I’ve been asked to write a “semester in review” blog post to summarize and finalize the semester. What can I say that hasn’t already been said? I have seen a great deal of what D.C. has to offer, travelled all over the Eastern part of the country, been exposed to literary and academic works that I wouldn’t have been exposed to in Prague, and finally, made friends that I will remember long after leaving George Washington.

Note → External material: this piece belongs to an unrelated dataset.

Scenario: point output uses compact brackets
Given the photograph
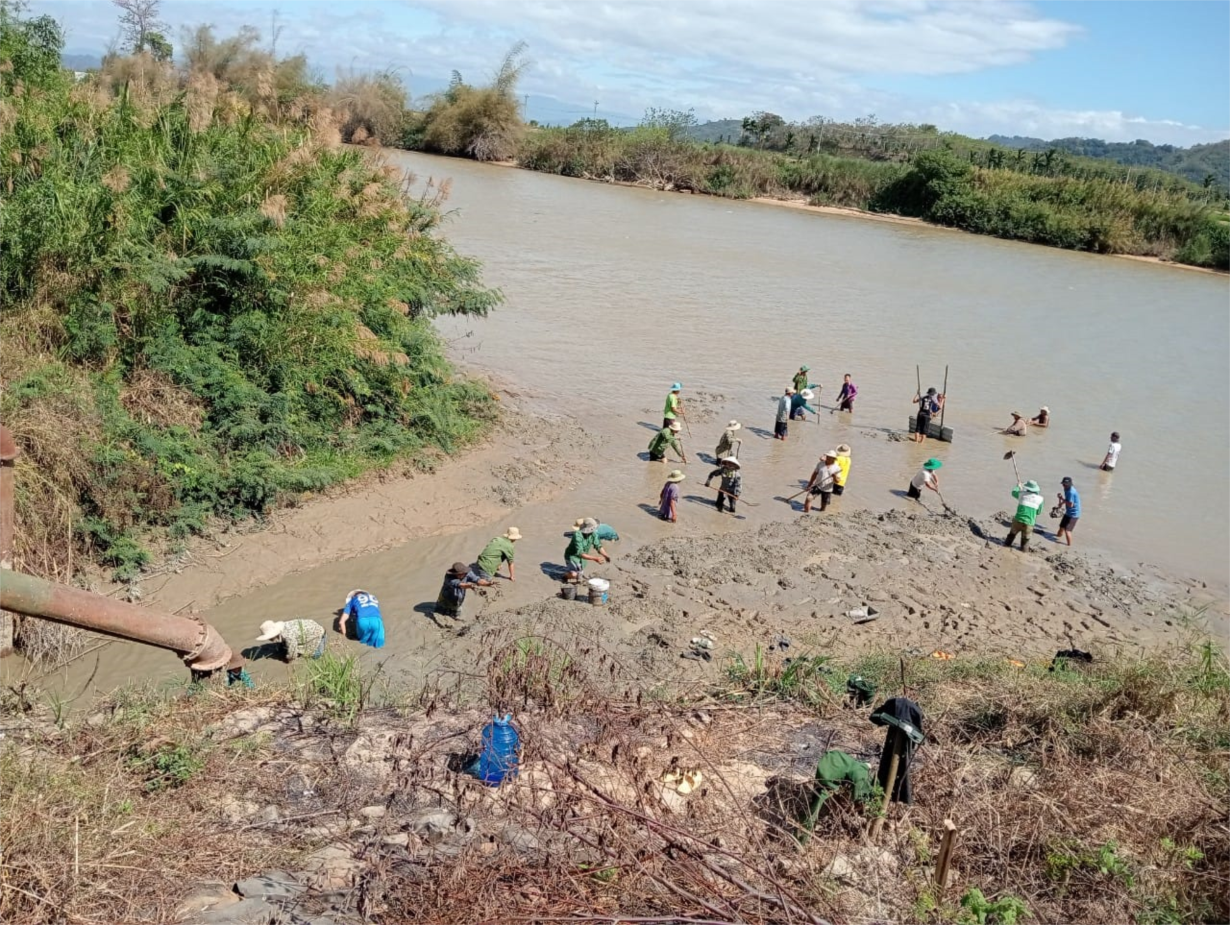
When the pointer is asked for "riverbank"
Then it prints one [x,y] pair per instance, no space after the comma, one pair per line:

If you are an avid reader of my blog, you have already heard about my adventures around the Eastern and Central time zones. The semester was a lot of work and long nights. However, I did manage to find some time to see the biggest and most famous cities in the U.S. My first trip was to Philadelphia for a day and then to Hartford, CT. Philadelphia speaks for itself, and I was actually there twice, so I can speak a great deal about it too. You might question why Hartford. While it does not have the international fame that Philadelphia, New York or Boston does, Hartford has been home to a number of writers though the ages from Mark Twain to Jack Kerouac. I couldn’t pass up a pilgrimage of sorts like that. Over spring break, I saw two much more famous cities: Chicago and Boston. I was instantly in love with Chicago, and while D.C. will always be my U.S. “home” Chicago is my favourite city. Full of interesting architecture and art, it was teeming with life. After Chicago, it was a short flight to Boston, which I found to have many similarities to European cities, and is one of the most historical place I visited in the U.S. Honourable mentions go to New York and Philadelphia. Philadelphia was also full of life, art and very interesting people that were really living by the city’s reputation as the city of brotherly love. And New York completely speaks for itself. It is like no other place on earth.
As I’ve made mention to before, the semester was demanding in terms of the workload. I wrote approximately 230 pages (or about 70,000 words) in total for all my courses. The courses gave me insights into both what I had been studying as well as new areas that I can incorporate into my studies when I return to Prague. One of my goals in coming to study at George Washington was to increase my knowledge and broaden my sources for my work on my thesis for Charles University. My time at George Washington has more than fulfilled its expectations in this area.
While D.C. was a great place to live and all the travel in the U.S. was amazing, the thing I will be most sad about leaving is the friends I have made. I formed close bonds with my room mates, the other students in the exchange programme and also some four-year George Washington students. We shared experiences all over the city and country and they know whenever they want, there is a couch waiting for them in Prague.